In Europe, generics manufacturers are likely to benefit from harmonization of regulations and rationalization of new product launches. The second largest market at $11.95 billion, Europe (comprising both Western and Eastern Europe) is poised to generate nearly $21.20 billion in generics and biogenerics sales by 2010.

With most European healthcare being government funded, payers are particularly responsive to cost issues. Reflective of this, the number of generic and/or biogeneric prescriptions is expected to almost double from current estimates to 684.1 million by 2010, translating to cost savings of nearly $40.39 billion.

Despite its large population, the $5.48 billion Asian generics and biogenerics market is less than half the size of its European counterpart, with the ROW regional market even smaller at an estimated $4.14 billion.

While rapid population growth and rising incomes are set to promote demand in the Asian and ROW regions, distribution and affordability issues are likely to hinder adoption of generic and biogeneric products.

In Asia, generic and biogeneric prescriptions are expected to reach 782.5 million by 2010, amounting to $9.31 billion. On a per prescription basis, the average savings in 2003 was $26; this is expected to fall marginally to $22.63 in 2010 as prices increase due to inflation and higher priced alternatives to blockbusters are launched.

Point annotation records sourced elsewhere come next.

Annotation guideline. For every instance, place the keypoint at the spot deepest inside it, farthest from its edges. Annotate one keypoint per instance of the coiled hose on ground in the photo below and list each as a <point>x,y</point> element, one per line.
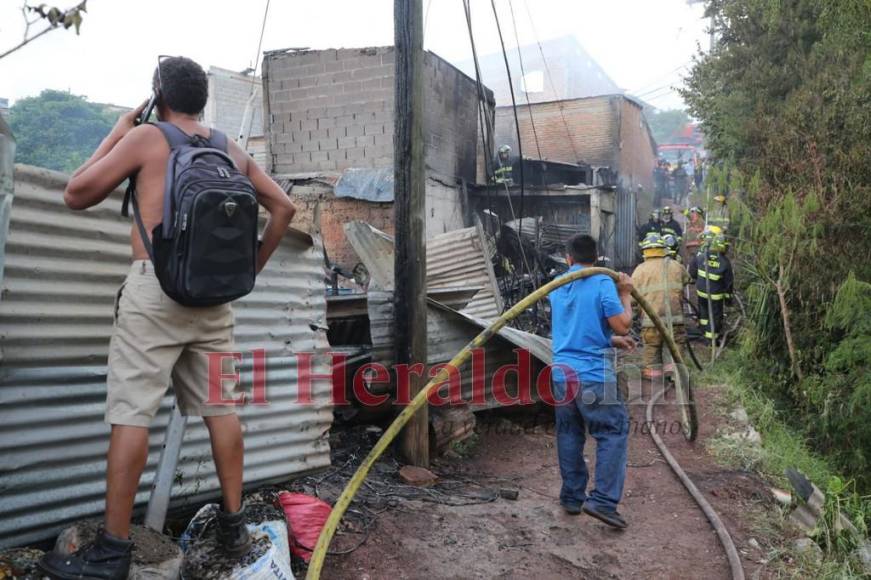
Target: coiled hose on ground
<point>318,556</point>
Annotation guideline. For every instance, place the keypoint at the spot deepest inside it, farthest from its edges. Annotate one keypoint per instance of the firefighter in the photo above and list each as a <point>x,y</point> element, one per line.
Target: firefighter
<point>670,225</point>
<point>719,214</point>
<point>660,181</point>
<point>712,272</point>
<point>504,172</point>
<point>695,227</point>
<point>653,225</point>
<point>661,281</point>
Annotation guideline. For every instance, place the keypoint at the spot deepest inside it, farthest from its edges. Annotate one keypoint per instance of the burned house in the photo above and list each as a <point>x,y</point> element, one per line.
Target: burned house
<point>330,140</point>
<point>587,164</point>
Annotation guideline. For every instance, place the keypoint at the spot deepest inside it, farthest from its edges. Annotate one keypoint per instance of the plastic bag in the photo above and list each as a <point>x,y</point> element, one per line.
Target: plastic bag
<point>268,558</point>
<point>306,516</point>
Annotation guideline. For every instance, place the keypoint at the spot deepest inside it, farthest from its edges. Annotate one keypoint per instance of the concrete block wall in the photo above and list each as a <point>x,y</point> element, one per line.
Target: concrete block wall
<point>330,110</point>
<point>578,130</point>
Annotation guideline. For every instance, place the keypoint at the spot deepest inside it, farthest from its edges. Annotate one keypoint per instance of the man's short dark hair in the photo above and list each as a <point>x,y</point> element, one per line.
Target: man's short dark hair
<point>183,85</point>
<point>582,249</point>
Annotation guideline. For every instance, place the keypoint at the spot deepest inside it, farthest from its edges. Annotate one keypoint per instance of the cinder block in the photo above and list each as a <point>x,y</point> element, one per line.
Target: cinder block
<point>328,144</point>
<point>333,66</point>
<point>386,140</point>
<point>355,130</point>
<point>355,153</point>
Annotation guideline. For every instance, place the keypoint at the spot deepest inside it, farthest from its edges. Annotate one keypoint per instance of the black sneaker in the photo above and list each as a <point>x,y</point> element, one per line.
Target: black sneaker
<point>107,558</point>
<point>613,519</point>
<point>232,533</point>
<point>573,509</point>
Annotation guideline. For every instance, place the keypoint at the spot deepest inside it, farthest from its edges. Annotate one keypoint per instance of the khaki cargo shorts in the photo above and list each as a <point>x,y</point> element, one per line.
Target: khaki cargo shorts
<point>157,341</point>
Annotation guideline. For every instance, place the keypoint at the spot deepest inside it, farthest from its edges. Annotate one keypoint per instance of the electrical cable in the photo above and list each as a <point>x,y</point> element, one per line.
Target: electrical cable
<point>516,119</point>
<point>523,77</point>
<point>561,107</point>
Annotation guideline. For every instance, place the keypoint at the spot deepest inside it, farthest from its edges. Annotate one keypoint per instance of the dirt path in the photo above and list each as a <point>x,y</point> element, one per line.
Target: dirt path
<point>532,537</point>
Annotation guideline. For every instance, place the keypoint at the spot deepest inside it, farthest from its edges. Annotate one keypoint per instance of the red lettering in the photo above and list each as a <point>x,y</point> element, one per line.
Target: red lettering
<point>454,382</point>
<point>217,376</point>
<point>479,377</point>
<point>523,369</point>
<point>403,381</point>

World Generics and Bio Generics Markets
Recent growth in the ROW region has been driven by new product introductions in several markets, such as generic versions of Merck’s blockbuster cholesterol reducer Zocor, as well as wider use of existing products. Total ROW generic and biogeneric sales are forecast at $6.8 billion in 2010 with generics and biogenerics prescriptions generating more than $12.99 billion in cost savings at the end of the decade.

A Packed Product Pipeline
This year, more than two dozen branded drugs with more than $20 billion in sales are likely to face patent expiration and first-time generic and biogeneric competition in the U.S. Barring Intron and Humulin G, generic products have already been introduced for many of the drugs with expired patents. In July 2004, for instance, Teva, Mylan and Ivax all received approval to sell a generic version of Diflucan, which had U.S. sales of $662 million in 2003.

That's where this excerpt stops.